BWW Review: An Evening with David Sedaris
David Sedaris: Personal, Profound, and Punny
Tuesday, October 22, 2013 at 7:30 pm; Presented by Innovation Arts & Entertainment at Hanover Theatre, 2 Southbridge Street, Worcester, MA; Box Office 877-571-SHOW (7469) or firstname.lastname@example.org
David Sedaris says that for a long time he had difficulty calling himself a writer. When he had to list his occupation on the entry card for a foreign country, he filled in "typist." Once he had a couple of books published, he changed it to "author," but finally took ownership of "writer" when he made it into the pages of The New Yorker magazine. Fittingly, the highlight of his appearance at the Hanover Theatre in Worcester last night was his reading of his most recent essay in the venerable publication (www.thenewyorker.com/magazine).

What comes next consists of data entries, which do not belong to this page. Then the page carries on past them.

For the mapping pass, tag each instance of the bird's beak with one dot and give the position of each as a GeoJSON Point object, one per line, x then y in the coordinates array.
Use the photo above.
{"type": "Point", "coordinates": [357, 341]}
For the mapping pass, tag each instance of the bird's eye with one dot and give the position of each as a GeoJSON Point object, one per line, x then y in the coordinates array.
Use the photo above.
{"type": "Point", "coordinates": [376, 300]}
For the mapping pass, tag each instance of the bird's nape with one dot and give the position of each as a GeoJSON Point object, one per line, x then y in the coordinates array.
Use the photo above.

"Now We Are Five" talks about the suicide of his younger sister Tiffany in late May of this year, in the context of Sedaris family trips to a rented beach house off the coast of North Carolina. He describes what it was like to go to Emerald Isle for a week every summer as children, the six of them jockeying to get the best room in the cottage. Despite being among the three eldest, he was relegated to the ground level "maid's room." This year, David arranged for the rental and, therefore, was able to choose the best room with an ocean view. His descriptive prose helps us to imagine what it was like when Mom and Dad ruled the roost and Lisa, Gretchen, David, Amy, Tiffany, and Paul spent their time swimming or tanning on the beach.

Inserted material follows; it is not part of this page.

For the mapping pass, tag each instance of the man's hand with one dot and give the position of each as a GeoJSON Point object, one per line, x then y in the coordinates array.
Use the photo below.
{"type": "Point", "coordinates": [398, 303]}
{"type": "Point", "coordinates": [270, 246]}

Their childhood reminiscences formed the foundation of this year's vacation, so soon after Tiffany's death in Somerville, Massachusetts. The other five siblings and their 90-year old father (their mother passed away in 1991) traded stories about her, looked at family photos, and wondered that the life of a 49-year old woman could be contained in two boxes. The truth is that none of them knew her very well because she had pulled away from the family and rarely returned. David acknowledged that he and Tiffany hadn't spoken in eight years after their last fight, although he would occasionally get news about her from his father or Lisa. Still, he struggles to understand why she would want out of the family so badly that she would take her own life. In his telling of this deeply personal story, David does what he does best, blending the profundity of life with sardonic wit that elicits both a tear and a laugh.

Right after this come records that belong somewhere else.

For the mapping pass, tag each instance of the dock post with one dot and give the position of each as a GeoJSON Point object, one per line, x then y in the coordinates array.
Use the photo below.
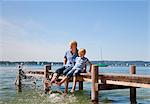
{"type": "Point", "coordinates": [46, 73]}
{"type": "Point", "coordinates": [94, 76]}
{"type": "Point", "coordinates": [133, 89]}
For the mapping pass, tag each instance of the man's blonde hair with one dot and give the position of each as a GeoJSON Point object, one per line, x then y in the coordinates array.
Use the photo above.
{"type": "Point", "coordinates": [73, 42]}
{"type": "Point", "coordinates": [82, 50]}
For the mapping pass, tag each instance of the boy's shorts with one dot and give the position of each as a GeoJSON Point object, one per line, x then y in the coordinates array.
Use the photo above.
{"type": "Point", "coordinates": [73, 72]}
{"type": "Point", "coordinates": [63, 70]}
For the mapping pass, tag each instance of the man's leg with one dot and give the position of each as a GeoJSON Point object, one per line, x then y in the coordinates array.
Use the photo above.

The writer opened the evening with "An English Lesson" which dissects oft-used phrases he encounters in his travels. For example, when arriving at a hotel, the clerk may ask about his flight, but Sedaris betrays his outlook on life when he asserts that there are only two kinds of flights: the ones on which you die, and the ones you don't. He does a riff on a cashier in a coffee shop who asks if he needs a pastry to go with his beverage and his retort, "I wasn't too shy to order the coffee, why wouldn't I order a bear claw?" Or the newsstand attendant in the airport who asks if you need a bottle of water to go with your newspaper, as if the two are inseparable. And, of course, the overuse of the word awesome comes in for some repetitive ribbing, all of it being funnier because of his skillful word play.
Sedaris is near the start of a 40-city tour to promote his latest book Let's Explore Diabetes with Owls, published in April by Little, Brown and Company. It consists mainly of essays, but also has six brief monologues that he wrote for the express purpose of being delivered by teenagers in "Forensics" (a cross between speech and debate) competitions. He read "Think Differenter," about irritating expressions Americans tend to overuse, such as "I'll never forget the time..." and details a litany of things and events that we may or may not remember as life goes on, managing to toss in a tiny jab at allowing the mentally ill to own guns.
One of my favorite segments of any Sedaris appearance is when he reads random selections from his diary and he did not disappoint on this night. Whether sharing his stories from touring in Italy in April, 2008, or riding a crowded train to London in August, 2013, his delivery is natural and playful and he seems as tickled by his experiences as is his large, mixed demographic audience. Even as he appears to be enjoying himself, he has a pencil at the ready to make edit marks on the page and sometimes re-reads a line that doesn't come out just right, but we don't mind.